Jacksons of Piccadilly was a London, England tea house, tea wholesaler and retailer, grocer, wine merchant, and deluxe department store, founded by Robert Jackson in Piccadilly in 1700. It is now a brand owned by R. Twinings and Company Limited, a former tea business rival.

By 1815, Jacksons had earned a reputation for selling pre-blended teas direct to customers, which was uncommon at that time because people blended different teas themselves at home. The Jacksons trade empire expanded and earned several Royal Warrants for tea from numerous royals through the 19th and 20th centuries. By 1905, Jacksons had moved to 171–172 Piccadilly.

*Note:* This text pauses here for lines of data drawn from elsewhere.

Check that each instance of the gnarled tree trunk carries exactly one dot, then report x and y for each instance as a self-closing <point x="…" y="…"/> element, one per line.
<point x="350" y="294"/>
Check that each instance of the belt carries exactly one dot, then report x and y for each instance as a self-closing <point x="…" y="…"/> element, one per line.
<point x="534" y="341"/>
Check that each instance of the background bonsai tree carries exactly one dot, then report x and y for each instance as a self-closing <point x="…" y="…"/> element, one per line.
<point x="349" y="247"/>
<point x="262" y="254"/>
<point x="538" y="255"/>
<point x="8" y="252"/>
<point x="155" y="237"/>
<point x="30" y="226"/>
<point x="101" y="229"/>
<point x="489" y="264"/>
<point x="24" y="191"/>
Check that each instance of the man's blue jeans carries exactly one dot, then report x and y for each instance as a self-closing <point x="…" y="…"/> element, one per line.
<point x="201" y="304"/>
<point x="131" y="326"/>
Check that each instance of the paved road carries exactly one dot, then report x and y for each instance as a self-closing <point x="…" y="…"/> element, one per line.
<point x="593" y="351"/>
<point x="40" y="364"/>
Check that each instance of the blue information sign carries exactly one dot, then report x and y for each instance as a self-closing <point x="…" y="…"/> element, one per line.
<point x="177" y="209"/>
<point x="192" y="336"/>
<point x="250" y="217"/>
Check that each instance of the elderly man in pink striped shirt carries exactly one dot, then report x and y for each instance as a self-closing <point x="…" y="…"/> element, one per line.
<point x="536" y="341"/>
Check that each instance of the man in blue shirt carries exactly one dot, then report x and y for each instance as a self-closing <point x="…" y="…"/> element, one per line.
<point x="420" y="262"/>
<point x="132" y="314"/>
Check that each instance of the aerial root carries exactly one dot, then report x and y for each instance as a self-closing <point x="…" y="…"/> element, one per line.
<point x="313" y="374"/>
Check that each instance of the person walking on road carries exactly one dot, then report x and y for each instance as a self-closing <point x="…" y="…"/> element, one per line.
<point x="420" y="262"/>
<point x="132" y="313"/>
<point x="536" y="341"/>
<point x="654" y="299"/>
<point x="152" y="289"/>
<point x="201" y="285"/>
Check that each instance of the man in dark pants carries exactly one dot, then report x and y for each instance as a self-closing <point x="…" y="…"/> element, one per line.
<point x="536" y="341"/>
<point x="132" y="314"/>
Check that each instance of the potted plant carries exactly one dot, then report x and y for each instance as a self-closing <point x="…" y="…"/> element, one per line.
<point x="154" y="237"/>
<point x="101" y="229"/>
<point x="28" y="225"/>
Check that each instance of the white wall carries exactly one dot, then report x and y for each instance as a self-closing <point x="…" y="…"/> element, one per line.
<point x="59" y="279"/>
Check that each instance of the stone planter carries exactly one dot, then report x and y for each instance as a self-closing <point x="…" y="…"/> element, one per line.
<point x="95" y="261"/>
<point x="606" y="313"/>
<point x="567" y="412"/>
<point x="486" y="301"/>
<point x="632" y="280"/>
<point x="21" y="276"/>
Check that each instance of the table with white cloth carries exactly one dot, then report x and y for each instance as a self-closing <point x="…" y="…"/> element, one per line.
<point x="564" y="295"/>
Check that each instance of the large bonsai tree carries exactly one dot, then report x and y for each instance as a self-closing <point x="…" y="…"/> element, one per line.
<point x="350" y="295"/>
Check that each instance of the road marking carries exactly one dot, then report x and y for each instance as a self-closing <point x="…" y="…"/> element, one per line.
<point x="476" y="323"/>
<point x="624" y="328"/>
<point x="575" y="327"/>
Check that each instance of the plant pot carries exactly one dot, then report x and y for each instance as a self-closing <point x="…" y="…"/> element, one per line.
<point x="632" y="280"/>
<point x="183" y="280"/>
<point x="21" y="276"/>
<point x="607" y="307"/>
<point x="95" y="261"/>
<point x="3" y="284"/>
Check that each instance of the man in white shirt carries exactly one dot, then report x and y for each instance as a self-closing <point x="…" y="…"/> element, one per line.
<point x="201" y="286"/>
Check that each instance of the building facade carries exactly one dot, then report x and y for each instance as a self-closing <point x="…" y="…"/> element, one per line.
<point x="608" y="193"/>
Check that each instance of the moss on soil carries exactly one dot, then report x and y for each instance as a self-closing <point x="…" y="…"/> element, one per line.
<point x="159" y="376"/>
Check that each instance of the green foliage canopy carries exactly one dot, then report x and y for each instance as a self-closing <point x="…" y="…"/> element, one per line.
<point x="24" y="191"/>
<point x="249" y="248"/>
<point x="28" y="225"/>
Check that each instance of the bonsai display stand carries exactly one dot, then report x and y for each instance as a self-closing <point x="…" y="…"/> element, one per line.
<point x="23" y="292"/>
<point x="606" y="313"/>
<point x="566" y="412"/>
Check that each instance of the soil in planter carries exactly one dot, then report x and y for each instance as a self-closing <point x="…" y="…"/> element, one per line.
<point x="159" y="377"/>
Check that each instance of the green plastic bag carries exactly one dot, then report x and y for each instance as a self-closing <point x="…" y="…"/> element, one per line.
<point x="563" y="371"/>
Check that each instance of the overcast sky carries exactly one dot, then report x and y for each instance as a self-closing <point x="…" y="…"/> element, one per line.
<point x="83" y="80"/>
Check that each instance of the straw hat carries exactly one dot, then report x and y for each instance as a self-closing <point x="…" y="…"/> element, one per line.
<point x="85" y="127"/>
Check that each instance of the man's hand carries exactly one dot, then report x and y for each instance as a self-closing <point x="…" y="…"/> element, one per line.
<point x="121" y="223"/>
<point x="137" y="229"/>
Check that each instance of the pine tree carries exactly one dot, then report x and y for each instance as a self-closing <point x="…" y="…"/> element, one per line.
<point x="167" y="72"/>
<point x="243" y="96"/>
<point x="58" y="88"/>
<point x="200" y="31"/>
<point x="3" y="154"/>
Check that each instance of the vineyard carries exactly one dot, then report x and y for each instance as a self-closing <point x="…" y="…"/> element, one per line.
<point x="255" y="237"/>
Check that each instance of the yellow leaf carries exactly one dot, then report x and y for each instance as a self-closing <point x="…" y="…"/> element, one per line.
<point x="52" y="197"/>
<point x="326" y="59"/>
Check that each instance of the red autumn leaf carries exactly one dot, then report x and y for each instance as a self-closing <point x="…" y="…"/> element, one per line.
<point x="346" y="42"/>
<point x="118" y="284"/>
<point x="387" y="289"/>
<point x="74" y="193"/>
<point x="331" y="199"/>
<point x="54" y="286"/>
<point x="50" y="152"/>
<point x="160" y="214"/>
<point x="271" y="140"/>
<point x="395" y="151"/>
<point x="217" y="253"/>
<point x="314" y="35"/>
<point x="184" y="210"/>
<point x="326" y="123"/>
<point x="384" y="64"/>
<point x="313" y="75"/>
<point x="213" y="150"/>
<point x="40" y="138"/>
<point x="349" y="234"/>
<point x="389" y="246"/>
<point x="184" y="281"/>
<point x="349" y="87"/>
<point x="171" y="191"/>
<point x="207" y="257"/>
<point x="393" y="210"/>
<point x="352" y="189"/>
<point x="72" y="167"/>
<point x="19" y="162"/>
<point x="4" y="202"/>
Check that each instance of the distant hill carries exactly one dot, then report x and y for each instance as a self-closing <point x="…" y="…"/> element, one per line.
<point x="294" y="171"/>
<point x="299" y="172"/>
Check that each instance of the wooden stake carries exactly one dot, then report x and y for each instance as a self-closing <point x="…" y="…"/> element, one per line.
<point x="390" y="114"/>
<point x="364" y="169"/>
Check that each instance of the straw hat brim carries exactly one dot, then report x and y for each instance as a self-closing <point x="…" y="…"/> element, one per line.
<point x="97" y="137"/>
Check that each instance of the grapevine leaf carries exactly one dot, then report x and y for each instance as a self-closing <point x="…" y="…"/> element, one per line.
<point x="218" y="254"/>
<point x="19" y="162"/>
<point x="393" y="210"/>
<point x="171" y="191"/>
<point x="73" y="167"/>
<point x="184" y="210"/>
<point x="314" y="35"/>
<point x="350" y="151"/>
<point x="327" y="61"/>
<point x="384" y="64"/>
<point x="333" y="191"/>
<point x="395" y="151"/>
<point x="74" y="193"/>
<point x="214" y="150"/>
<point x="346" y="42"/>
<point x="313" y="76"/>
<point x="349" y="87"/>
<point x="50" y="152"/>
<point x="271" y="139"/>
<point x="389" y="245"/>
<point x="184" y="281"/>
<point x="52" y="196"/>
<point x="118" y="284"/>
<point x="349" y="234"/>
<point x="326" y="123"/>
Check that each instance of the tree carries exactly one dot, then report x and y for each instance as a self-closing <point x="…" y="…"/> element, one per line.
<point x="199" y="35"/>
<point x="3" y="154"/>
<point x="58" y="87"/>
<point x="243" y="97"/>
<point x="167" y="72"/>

An example of Jacksons' blending ability was its "The Lady Londonderry Mixture Tea". It was a blend of teas from the foothills of Ceylon (now Sri Lanka), the hills of Darjeeling district (in West Bengal state in India), and the tea gardens of Formosa (now the island of Taiwan). The blend was originally prepared for the Marchioness of Londonderry, Edith Vane-Tempest-Stewart (1878–1959), and in 1932 she gave her permission for the blend to be registered in her name.

Under Twinings, the Jacksons of Piccadilly brand offers six tea varieties, three of which are actually tisanes (herbal teas).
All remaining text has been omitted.